First, and most importantly, there are the landlords’ aspirations. There’s a lot to be said for working with a letting agent. An agent has no emotions invested in the property, he only wants to see the thing let and he knows the going rate. The landlord, on the other hand, still thinks it’s 2007. He sank his pension into building this box that resembles every other square box built on the island in the past 10 years and can’t quite believe it isn’t the golden goose successive finance ministers swore it would be. He tells you what he wants you to pay, you suppress a smile and tell him what you’re willing to hand over.
Stand off.
Then comes the emotion. “I paid X for this, Y for that. If you were paying a mortgage for this place you’d be paying a fortune, you’re basically insulting me and my family by expecting us to allow you to live in it for that paltry amount.” I hear you buddy, but I didn’t build or buy the thing and now I’m offering you what it’s worth. Sorry if that isn’t what you want to hear.
Then they become family counsellors. In a throaty whisper: “This is a great place for kids. You can let them run up here, roam down there. We live over the hill, we’ll babysit whenever you like. And dogs? Sure the dogs’ll be in heaven with the rabbits and the walks and what have ye. Where else would ye be?”
Then the anger returns: “But not for that filthy price ye gurrier. I’d rather leave it idle than hand it over for that ye dirty chancer! Now feck off before I set the hounds on ye . . . . . . but it is a really great spot for kids.”

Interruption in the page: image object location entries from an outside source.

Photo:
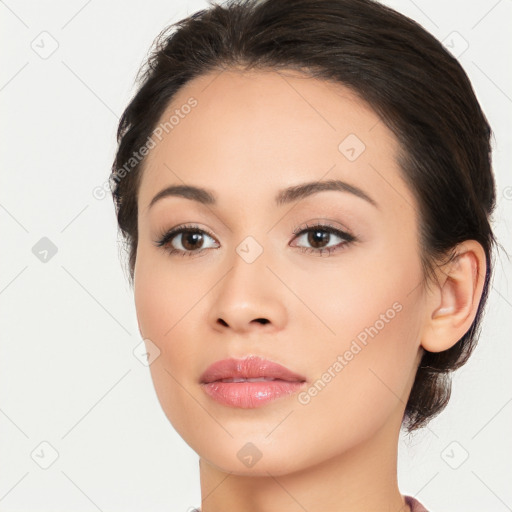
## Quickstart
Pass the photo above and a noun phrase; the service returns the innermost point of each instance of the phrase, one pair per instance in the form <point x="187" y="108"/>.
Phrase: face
<point x="325" y="282"/>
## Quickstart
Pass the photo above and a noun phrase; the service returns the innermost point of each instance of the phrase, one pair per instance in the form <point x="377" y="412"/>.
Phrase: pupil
<point x="317" y="236"/>
<point x="191" y="237"/>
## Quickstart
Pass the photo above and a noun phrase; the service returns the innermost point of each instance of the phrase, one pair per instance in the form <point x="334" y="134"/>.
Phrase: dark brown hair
<point x="420" y="91"/>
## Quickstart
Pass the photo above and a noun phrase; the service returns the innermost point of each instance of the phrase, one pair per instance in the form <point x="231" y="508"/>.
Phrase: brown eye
<point x="319" y="237"/>
<point x="185" y="240"/>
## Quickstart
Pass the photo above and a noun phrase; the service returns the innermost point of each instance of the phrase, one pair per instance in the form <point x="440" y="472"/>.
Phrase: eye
<point x="185" y="240"/>
<point x="320" y="235"/>
<point x="189" y="240"/>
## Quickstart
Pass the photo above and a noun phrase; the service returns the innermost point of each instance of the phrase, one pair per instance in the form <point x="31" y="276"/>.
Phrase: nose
<point x="249" y="298"/>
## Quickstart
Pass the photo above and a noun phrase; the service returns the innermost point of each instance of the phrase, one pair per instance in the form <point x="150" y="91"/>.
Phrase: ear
<point x="453" y="302"/>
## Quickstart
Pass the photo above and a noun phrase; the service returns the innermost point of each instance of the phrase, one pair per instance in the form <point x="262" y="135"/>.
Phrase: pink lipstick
<point x="249" y="383"/>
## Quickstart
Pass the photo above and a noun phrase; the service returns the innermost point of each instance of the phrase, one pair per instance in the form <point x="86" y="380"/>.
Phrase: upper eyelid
<point x="308" y="226"/>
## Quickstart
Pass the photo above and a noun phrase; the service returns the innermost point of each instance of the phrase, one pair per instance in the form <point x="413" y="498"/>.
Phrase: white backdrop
<point x="80" y="425"/>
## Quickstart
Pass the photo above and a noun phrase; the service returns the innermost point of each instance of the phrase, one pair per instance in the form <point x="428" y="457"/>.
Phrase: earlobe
<point x="453" y="303"/>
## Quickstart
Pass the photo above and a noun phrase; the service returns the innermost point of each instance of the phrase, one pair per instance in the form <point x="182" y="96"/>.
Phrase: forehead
<point x="253" y="132"/>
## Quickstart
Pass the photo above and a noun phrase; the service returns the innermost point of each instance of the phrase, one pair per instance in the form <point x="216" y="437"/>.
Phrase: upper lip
<point x="248" y="368"/>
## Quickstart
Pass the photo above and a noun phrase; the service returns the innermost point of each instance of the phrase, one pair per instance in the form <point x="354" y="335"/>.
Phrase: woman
<point x="305" y="191"/>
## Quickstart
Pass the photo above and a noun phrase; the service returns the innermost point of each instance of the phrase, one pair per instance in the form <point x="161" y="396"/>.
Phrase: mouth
<point x="249" y="383"/>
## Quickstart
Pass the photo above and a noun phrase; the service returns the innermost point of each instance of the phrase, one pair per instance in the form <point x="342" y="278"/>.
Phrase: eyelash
<point x="166" y="237"/>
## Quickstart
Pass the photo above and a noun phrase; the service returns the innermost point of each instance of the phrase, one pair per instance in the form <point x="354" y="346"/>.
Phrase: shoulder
<point x="415" y="505"/>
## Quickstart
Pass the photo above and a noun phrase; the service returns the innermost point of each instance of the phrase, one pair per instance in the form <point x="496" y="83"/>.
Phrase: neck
<point x="363" y="479"/>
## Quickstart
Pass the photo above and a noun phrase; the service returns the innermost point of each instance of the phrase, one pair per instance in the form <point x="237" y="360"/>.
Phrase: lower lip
<point x="249" y="395"/>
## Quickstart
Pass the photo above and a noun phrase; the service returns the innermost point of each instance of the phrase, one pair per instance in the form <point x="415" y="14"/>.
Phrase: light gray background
<point x="68" y="375"/>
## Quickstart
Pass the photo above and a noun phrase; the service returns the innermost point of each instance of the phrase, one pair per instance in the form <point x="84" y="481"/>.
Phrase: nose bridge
<point x="249" y="291"/>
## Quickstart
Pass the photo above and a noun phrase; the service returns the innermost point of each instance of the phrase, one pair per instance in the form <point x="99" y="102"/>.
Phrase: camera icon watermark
<point x="249" y="454"/>
<point x="351" y="147"/>
<point x="146" y="352"/>
<point x="455" y="455"/>
<point x="249" y="249"/>
<point x="44" y="250"/>
<point x="45" y="45"/>
<point x="44" y="455"/>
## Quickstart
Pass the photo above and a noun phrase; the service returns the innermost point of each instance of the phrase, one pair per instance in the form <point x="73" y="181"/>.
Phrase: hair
<point x="418" y="89"/>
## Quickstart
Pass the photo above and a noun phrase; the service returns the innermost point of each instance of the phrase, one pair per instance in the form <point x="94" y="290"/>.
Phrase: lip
<point x="249" y="395"/>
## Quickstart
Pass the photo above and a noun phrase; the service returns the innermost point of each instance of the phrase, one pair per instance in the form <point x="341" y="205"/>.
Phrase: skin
<point x="251" y="135"/>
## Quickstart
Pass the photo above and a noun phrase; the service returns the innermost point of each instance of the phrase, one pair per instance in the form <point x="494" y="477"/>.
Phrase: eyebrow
<point x="285" y="196"/>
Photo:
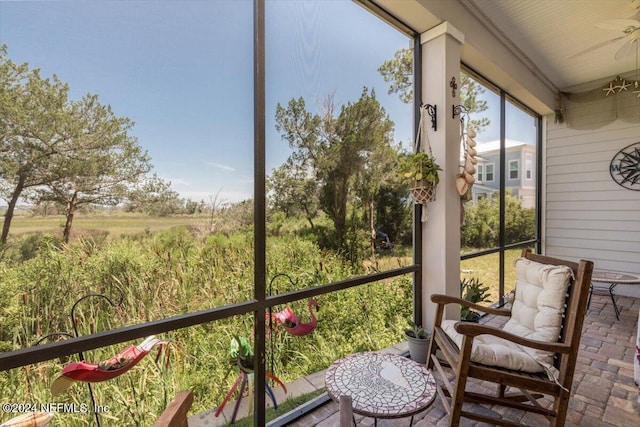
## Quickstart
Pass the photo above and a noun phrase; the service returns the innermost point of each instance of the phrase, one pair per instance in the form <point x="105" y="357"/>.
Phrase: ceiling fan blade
<point x="595" y="47"/>
<point x="627" y="48"/>
<point x="618" y="24"/>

Fresh from a number of battles with landlords I decide to engage only through a letting agent. It narrows the field somewhat but also means you’re not openly whipping those affected most by the property slump.
Now the expectations come from within.
The elder’s demands are invariably animal related. She wants a pony in situ, wherever we move to. Sorry, darling, two chances. But skilled negotiator that she is, this is only a distracting precursor to her real request: “We need a big dog. You promised.” This is one of the missus’s promises, made in a moment of weakness a long time ago and never forgotten, that we will buy a big mutt when we own our own gaff again. I explain the difference between buy and rent and get wailed at in return: “You prooooooomised!”
The younger steps in. She wants the next house to be in her friend’s estate. She won’t live anywhere else. Ordinarily this would be blown out of the water, but a house looks like coming available in that very estate and I would seriously consider taking it. I have the sense not to give full details to the child, but do not reject the suggestion out of hand.
Elder twigs her sister may have an opening and launches a full offensive. “What? No way. I don’t know anybody who lives in there. If we’re living in any estate, it’s the other one where all my friends are. You do everything for her, nothing for me. Nothing!”
But for all their demands, the decision lies with me, as the seat of power. At least four times I have found the perfect residence. Each time, skilfully rejected by wife. Reasons have included: the drive being three minutes too long out of town; the carpet in the hall; don’t like the distant view of the creamery from the kitchen window; and one in particular “just didn’t feel right”.
Yes, it’s a straightforward decision. Four beds, bit of a garden, close enough to town, the going rate. No problem. No pressure.